The site reliability engineer role can be both challenging and rewarding for IT pros. To stand out in a competitive job market, aspiring SREs must understand exactly what organizations look for in a candidate.
SRE is a specialized IT role that involves the automation of operations tasks. The role can be a good fit for systems engineers looking to improve programming skills, as well as developers seeking to manage large-scale infrastructures. Candidates with demonstrated strength in IT systems, software development, automation and a broad cross-section of related tools have a competitive advantage during the interview.
Any SRE interview will present a candidate with an array of questions or hands-on exercises intended to evaluate their knowledge of key site reliability skill sets. While these questions or tests can vary depending on the specific needs of the hiring organization, an SRE candidate can expect to see a smattering of interview questions across five major domains: software development, monitoring and troubleshooting, networking, infrastructure and operations, and business-side issues.
The first interview questions in this domain usually explore a candidate’s basic knowledge of programming languages — such as Perl or Java — the organization uses, along with data structures such as queues, stacks, heaps and algorithms. This portion of the interview might entail a candidate’s review of poorly written code to identify errors, inefficiencies and places where the code might fail or produce undesirable results — key concerns for software reliability. Other software development questions might involve major applications and interfacing, such as databases, with an emphasis on interoperability and configuration issues that can affect application performance and stability.

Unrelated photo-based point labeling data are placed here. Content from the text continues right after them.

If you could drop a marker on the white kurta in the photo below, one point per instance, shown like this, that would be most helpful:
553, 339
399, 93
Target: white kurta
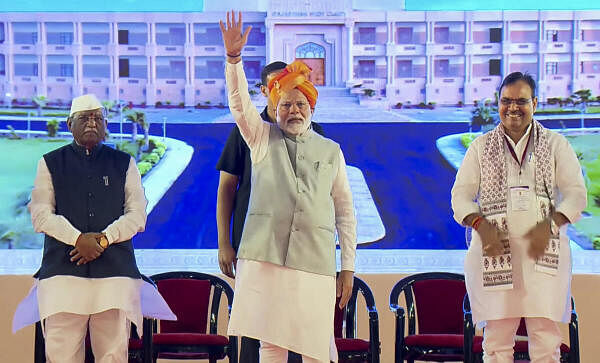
283, 306
534, 294
64, 293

A hiring organization will rarely ask a candidate to actually code, but the evaluation might include architectural discussions of using code to address certain problems.
There is some overlap between DevOps and SRE roles. Software development is a central issue for SREs, and DevOps focuses on general software development, testing and deployment. SREs focus on the reliability issues of code development and deployment across the organization. Thus, an SRE is not a dedicated developer, but a specialized player within DevOps groups. SREs can review code and spot potential coding problems or consult with the DevOps staff about coding and configuration best practices that bolster software reliability. The actual amount of coding that an SRE performs can vary between employers, DevOps staff size and software importance.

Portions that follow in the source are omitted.